Signals and Systems for ML

Sneiderman, Robby

Foundations

Signals and Systems for ML

Linear time-invariant systems, convolution, Fourier transform, and the sampling theorem. The signal processing foundations that underpin CNNs, efficient attention, audio ML, and frequency-domain analysis of training dynamics.

CoreTier 2StableSupporting~60 min

Start 8-question practice · 5 available 3-question pulse check Prereq Map

Learning position

Read this page in the graph.

foundations | layer 1 | tier 2. This page has 0 direct prerequisites and 6 published dependents.

Open Atlas Prerequisites Leads to

What next

Convolutional Neural Networks

This is the first curated or graph-derived continuation from the current page.

Evidence badge

Claim status

This page has no public Lean mapping yet. Use the evidence page to inspect how claim status labels work.

Show the backing system

AtlasOpen the full prerequisite graph and run grounding traces.EvidenceInspect source support, claim labels, and public trust status.LeanReview the checked declaration list, scopes, and axiom profile.

Why This Matters

Convolution is everywhere in machine learning, and it comes directly from signal processing.

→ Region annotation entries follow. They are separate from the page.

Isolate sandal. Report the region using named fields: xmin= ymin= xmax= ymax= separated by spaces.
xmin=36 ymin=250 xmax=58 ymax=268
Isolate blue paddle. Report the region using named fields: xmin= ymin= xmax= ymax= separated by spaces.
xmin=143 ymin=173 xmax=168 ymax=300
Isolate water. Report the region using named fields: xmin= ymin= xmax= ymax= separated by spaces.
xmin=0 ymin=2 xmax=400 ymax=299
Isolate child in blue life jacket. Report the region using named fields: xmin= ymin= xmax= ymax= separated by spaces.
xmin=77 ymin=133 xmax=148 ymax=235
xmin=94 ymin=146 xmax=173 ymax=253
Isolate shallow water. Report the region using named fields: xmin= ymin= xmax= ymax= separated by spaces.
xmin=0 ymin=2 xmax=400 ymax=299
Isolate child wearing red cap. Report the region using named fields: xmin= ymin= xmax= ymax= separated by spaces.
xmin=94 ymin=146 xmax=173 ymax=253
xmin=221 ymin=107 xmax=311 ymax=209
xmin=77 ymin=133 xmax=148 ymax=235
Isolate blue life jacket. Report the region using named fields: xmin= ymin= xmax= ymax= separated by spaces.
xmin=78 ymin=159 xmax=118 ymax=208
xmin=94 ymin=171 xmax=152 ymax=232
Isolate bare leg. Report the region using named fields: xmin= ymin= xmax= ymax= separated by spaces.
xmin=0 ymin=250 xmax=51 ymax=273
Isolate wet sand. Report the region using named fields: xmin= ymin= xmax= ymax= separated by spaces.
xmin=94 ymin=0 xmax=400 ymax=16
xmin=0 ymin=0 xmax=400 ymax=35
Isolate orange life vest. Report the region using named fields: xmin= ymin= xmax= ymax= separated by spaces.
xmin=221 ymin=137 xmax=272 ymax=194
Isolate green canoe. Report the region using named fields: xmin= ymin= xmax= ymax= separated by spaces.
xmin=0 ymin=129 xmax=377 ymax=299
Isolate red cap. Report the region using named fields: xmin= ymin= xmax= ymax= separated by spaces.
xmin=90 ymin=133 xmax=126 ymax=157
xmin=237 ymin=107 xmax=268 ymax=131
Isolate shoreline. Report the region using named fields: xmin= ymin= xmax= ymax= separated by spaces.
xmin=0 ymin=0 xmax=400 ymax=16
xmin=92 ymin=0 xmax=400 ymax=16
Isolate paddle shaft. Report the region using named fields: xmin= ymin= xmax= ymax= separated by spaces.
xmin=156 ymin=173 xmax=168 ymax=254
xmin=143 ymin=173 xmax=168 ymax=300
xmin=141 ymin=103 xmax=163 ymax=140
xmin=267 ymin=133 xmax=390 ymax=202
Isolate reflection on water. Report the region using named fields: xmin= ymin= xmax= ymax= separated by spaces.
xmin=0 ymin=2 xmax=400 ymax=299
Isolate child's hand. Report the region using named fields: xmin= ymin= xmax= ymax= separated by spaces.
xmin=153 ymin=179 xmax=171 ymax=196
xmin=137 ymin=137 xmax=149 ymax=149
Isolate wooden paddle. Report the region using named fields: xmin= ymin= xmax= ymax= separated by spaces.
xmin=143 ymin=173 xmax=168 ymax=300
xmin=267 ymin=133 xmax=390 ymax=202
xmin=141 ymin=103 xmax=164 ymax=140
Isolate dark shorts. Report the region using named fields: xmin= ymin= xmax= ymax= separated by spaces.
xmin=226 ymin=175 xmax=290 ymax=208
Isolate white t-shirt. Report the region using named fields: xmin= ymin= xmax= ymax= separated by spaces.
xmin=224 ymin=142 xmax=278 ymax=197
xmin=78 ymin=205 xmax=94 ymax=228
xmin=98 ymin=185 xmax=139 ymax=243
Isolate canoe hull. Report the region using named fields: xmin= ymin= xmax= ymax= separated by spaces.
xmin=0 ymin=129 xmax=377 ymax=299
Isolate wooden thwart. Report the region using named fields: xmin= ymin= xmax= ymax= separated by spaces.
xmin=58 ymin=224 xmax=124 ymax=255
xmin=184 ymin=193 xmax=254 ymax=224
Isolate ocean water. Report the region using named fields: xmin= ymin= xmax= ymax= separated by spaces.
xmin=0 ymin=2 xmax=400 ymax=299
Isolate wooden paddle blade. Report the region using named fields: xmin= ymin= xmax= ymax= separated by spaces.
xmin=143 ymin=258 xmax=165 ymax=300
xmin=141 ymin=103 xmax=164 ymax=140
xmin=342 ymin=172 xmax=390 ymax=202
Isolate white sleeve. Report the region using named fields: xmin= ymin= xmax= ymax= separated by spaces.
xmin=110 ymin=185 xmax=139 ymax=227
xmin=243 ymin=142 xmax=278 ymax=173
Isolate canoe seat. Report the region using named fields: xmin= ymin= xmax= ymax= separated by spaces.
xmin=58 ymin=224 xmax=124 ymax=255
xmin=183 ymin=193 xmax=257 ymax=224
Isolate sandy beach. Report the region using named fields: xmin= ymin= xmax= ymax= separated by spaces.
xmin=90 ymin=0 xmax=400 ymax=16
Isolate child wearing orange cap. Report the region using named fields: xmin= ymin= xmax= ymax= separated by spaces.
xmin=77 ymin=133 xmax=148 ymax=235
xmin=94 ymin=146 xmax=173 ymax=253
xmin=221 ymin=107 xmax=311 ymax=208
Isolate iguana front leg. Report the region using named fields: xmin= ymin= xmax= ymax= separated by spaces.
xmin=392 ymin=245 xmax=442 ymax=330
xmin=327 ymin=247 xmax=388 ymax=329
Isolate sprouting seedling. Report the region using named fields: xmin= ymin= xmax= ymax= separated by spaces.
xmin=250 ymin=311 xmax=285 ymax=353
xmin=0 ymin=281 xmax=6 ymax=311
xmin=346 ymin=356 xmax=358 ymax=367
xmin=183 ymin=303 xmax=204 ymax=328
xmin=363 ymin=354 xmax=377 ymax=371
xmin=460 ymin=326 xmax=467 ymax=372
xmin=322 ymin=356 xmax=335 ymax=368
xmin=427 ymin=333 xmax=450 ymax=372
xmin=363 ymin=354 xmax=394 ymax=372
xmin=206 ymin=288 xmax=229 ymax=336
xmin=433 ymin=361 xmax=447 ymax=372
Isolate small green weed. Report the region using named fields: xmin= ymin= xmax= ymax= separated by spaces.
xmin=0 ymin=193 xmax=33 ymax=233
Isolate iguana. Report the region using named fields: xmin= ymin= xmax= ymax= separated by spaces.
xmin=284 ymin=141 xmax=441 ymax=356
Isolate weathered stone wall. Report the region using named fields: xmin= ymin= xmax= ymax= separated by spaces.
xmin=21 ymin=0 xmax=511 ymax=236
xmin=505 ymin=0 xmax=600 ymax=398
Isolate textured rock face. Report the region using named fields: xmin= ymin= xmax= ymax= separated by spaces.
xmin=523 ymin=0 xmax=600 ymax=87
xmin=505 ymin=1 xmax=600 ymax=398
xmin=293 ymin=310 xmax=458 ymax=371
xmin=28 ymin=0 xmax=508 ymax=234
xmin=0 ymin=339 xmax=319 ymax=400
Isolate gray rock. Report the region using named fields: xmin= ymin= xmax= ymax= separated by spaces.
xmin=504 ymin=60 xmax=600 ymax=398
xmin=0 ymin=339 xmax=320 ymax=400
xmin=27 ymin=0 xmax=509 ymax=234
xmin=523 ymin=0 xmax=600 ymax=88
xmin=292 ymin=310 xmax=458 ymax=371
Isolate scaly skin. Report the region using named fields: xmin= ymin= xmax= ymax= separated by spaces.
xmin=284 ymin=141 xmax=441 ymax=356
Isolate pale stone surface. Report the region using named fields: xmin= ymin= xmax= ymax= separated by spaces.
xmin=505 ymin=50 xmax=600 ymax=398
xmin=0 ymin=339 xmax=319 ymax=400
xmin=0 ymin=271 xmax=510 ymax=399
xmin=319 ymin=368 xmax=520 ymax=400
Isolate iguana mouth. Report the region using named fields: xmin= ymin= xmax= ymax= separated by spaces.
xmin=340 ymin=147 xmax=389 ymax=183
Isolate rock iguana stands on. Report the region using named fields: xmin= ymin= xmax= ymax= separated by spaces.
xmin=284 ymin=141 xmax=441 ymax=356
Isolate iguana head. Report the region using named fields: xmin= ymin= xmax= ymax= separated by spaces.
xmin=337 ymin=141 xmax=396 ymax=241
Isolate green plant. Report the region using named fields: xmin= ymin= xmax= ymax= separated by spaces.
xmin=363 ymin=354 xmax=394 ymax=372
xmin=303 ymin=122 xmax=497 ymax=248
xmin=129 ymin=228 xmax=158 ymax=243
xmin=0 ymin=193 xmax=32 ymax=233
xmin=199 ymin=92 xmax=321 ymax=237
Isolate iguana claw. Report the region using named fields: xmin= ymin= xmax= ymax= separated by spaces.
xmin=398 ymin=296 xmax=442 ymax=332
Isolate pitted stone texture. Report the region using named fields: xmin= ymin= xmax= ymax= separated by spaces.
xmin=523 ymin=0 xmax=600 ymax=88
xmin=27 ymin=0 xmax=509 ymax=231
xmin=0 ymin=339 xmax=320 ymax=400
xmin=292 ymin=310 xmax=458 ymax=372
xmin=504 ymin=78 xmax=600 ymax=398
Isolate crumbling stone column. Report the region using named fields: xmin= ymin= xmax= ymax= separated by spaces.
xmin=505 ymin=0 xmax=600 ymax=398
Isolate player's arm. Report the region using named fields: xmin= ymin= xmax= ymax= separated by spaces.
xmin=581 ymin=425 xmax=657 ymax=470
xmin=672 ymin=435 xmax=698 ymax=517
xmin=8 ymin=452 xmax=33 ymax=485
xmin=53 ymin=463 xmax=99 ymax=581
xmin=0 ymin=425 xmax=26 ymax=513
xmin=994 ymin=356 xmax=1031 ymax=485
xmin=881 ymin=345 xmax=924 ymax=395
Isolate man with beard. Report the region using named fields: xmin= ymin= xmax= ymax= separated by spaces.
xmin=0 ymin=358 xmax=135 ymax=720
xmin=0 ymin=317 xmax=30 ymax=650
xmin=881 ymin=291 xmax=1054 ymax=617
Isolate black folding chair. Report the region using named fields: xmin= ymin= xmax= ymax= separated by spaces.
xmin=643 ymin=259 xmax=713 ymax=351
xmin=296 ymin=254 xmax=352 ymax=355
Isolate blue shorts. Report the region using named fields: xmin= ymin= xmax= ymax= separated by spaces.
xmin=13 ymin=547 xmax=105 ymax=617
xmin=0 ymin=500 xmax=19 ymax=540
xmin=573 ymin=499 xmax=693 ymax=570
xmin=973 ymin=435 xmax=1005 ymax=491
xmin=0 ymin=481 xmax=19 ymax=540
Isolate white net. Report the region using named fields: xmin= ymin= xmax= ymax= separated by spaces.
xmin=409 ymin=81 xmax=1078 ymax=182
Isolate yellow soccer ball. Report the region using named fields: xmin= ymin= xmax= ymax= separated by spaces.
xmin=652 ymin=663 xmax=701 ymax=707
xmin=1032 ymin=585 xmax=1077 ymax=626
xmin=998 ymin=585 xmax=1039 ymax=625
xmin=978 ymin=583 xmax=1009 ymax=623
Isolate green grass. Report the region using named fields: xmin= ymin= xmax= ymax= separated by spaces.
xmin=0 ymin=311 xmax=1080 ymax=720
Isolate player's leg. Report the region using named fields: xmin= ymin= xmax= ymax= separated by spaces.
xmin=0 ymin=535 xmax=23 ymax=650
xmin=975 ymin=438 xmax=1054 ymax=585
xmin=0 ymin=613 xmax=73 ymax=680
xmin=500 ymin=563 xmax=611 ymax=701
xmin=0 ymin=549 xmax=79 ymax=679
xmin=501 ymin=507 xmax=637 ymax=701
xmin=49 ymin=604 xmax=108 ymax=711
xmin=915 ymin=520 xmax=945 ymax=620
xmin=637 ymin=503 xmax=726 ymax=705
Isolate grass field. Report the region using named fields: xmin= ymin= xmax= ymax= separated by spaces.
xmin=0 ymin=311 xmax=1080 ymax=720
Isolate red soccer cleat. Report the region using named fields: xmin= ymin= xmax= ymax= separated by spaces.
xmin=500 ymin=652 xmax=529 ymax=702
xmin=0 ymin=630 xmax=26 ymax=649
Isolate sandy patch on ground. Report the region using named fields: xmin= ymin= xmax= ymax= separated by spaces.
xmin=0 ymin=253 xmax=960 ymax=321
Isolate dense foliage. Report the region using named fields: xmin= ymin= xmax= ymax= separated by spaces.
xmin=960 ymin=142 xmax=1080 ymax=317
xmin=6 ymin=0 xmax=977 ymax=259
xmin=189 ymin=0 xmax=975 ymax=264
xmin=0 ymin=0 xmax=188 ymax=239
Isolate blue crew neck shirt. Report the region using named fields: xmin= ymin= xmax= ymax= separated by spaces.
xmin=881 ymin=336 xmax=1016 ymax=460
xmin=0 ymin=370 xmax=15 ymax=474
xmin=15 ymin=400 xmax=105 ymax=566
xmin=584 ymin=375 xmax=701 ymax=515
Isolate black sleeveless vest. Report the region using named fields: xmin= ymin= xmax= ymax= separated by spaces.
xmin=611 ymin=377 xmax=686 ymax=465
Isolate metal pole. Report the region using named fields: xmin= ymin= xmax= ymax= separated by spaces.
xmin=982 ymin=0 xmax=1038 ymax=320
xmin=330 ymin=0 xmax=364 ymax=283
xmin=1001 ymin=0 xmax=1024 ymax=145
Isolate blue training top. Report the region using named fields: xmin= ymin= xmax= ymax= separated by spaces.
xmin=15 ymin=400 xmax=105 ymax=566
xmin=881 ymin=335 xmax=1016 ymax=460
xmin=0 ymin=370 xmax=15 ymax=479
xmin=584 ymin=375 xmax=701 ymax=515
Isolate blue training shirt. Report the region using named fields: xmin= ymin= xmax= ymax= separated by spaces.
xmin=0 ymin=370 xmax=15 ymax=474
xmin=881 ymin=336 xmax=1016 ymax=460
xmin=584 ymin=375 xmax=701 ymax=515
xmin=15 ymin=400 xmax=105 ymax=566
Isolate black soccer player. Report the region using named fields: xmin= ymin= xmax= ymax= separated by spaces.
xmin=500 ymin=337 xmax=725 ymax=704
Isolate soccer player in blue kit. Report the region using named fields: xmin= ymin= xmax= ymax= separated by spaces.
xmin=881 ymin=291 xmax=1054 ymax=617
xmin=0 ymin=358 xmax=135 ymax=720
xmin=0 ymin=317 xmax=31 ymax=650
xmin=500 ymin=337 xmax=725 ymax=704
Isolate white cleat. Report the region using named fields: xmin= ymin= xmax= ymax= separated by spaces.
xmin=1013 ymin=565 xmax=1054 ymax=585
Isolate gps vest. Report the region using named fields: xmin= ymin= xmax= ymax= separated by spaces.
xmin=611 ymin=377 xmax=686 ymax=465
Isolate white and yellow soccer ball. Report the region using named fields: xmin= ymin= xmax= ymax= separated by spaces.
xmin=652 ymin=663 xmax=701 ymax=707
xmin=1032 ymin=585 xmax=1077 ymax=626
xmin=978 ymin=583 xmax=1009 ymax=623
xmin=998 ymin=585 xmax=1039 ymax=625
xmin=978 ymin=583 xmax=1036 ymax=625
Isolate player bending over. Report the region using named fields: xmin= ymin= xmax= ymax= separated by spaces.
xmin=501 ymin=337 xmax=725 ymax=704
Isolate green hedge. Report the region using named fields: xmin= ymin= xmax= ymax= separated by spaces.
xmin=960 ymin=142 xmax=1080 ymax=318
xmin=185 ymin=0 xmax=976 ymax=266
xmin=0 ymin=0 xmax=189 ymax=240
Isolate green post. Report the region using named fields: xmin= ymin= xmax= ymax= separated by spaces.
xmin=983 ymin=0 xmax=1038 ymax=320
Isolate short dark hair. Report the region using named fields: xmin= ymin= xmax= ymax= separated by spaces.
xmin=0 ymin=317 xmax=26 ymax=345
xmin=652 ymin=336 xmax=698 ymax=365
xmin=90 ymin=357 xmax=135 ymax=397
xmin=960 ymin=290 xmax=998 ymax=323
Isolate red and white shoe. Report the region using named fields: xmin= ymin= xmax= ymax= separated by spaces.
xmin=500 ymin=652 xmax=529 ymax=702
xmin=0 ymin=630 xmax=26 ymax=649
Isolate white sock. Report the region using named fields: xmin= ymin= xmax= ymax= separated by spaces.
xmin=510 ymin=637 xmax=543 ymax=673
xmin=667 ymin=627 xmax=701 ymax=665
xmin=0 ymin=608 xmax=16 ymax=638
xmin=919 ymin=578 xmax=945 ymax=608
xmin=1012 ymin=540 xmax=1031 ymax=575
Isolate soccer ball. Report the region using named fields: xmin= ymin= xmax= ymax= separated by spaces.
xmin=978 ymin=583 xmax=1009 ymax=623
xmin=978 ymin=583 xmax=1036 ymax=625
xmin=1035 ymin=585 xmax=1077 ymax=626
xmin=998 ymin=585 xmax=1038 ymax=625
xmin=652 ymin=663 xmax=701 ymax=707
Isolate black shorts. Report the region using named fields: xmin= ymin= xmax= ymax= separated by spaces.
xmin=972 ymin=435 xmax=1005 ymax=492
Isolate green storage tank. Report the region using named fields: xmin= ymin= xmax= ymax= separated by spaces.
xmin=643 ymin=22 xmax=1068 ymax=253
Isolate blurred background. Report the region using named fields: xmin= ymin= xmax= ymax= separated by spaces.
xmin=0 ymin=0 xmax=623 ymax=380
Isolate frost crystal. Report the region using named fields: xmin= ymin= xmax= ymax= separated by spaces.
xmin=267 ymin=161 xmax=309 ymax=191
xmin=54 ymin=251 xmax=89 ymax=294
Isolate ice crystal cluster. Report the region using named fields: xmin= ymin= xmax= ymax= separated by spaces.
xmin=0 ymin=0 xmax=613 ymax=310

When you use a CNN, you are applying a bank of linear time-invariant filters to your input. When you compute attention efficiently using FFT, you are exploiting the convolution theorem. When you work with audio, speech, or time-series data, you are doing signal processing whether you realize it or not.

Understanding signals and systems gives you the language to reason about:

Why CNNs work (translation equivariance from convolution)
How to make attention $O(n \log n)$ instead of $O(n^2)$
What happens when you discretize continuous data (aliasing, Nyquist)
Frequency-domain analysis of neural network training dynamics

Mental Model

A signal is a function that carries information. A system transforms signals. The key restriction that makes everything tractable is linearity and time invariance: if the system treats all time steps the same way and obeys superposition, then its entire behavior is characterized by a single function (the impulse response), and applying the system to any input reduces to convolution.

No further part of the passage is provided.